Additionally, many Hutu speak French, the other official language of Rwanda and Burundi, as a lingua franca.

Post-colonial history


The Belgian-sponsored Tutsi monarchy survived until 1959, when Kigeli V was exiled from the colony (then called Ruanda-Urundi). In Burundi, Tutsis, who are the minority, maintained control of the government and military. In Rwanda, the political power was transferred from the minority Tutsi to the majority Hutu.[14]

In Rwanda, this led to the "Social revolution" and Hutu violence against Tutsis. Tens of thousands of Tutsis were killed and many others fled to neighboring countries, such as Burundi, Uganda and expanding the Banyamulenge Tutsi ethnic group in the South Kivu region of the Belgian Congo. Later, exiled Tutsis from Burundi invaded Rwanda, prompting Rwanda to close its border with Burundi.

In Burundi, a campaign of genocide was conducted against Hutu population in 1972,[15][16][17][18][19] and an estimated 100,000 Hutus died.[20][20] In 1993, Burundi's first democratically elected president, Melchior Ndadaye, who was Hutu, was believed to be assassinated by Tutsi officers, as was the person constitutionally entitled to succeed him.[21]

This sparked a genocide in Burundi between Hutu political structures and the Tutsi military, in which an estimated 500,000 Burundians died. There were many mass killings of Tutsis and moderate Hutus; these events were deemed genocide by the United Nations International Commission of Inquiry for Burundi.[22]

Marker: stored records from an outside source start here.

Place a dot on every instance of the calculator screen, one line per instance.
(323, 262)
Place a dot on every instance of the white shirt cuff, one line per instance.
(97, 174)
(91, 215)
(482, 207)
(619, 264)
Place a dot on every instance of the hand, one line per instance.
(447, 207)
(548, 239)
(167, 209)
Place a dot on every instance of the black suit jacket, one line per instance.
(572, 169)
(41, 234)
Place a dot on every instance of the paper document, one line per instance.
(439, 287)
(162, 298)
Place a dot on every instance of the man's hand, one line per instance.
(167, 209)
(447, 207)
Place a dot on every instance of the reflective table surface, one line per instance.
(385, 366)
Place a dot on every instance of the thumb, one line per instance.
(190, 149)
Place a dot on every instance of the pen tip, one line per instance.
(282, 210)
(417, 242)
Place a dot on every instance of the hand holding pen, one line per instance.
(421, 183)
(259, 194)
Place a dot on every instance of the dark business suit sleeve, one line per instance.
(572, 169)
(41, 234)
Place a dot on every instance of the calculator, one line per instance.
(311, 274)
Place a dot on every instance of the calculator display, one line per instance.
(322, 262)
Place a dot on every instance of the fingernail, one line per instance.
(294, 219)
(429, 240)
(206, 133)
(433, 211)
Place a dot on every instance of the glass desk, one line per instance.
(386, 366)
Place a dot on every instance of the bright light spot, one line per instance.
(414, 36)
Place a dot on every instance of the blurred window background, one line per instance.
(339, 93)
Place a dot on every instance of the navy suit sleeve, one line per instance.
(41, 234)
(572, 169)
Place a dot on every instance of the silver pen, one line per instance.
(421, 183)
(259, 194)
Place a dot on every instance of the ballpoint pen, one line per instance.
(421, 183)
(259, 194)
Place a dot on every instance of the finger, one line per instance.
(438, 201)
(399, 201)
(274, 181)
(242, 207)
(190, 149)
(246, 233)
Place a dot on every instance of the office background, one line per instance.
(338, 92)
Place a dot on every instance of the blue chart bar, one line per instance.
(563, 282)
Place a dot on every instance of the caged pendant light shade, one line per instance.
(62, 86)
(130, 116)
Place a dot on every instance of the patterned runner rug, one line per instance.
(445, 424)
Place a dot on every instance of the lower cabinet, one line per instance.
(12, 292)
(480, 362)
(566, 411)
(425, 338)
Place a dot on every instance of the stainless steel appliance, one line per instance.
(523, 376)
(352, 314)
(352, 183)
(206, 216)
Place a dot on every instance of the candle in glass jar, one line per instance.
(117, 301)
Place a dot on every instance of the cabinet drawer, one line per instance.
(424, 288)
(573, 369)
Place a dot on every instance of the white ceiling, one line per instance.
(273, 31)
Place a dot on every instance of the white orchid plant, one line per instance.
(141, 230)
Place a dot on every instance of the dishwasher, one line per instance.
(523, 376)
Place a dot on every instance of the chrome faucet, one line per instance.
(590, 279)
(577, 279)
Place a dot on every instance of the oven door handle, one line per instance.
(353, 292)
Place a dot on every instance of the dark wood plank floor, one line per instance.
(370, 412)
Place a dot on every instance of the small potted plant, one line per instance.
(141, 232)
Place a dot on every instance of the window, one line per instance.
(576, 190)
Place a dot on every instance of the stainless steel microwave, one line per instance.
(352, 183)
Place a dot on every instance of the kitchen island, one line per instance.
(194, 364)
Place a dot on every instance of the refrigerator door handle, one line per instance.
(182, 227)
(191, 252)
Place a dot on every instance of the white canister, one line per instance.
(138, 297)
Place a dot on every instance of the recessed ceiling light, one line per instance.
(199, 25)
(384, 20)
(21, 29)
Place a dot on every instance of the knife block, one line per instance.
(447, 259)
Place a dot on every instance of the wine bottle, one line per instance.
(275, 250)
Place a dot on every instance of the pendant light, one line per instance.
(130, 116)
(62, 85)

While Tutsi remained in control of Burundi, the conflict resulted in genocide in Rwanda as well.[23] A Tutsi rebel group, the Rwandan Patriotic Front, invaded Rwanda from Uganda, which started a civil war against Rwanda's Hutu government in 1990. A peace agreement was signed, but violence erupted again, culminating in the Rwandan genocide of 1994, when Hutu extremists killed[24] an estimated 800,000 Rwandans, mostly Tutsis.[25]

About 30% of the Twa pygmy population of Rwanda were also killed by the Hutus.[26] At the same time, the Rwandan Patriotic Front took control of the country and is still the ruling party as of 2015. Burundi is also currently governed by a former rebel group, the Hutu CNDD-FDD.

As of 2006, violence between the Hutu and Tutsi had subsided, but the situation in both Rwanda and Burundi was still tense, and tens of thousands of Rwandans were still living outside the country (see Great Lakes refugee crisis).[1]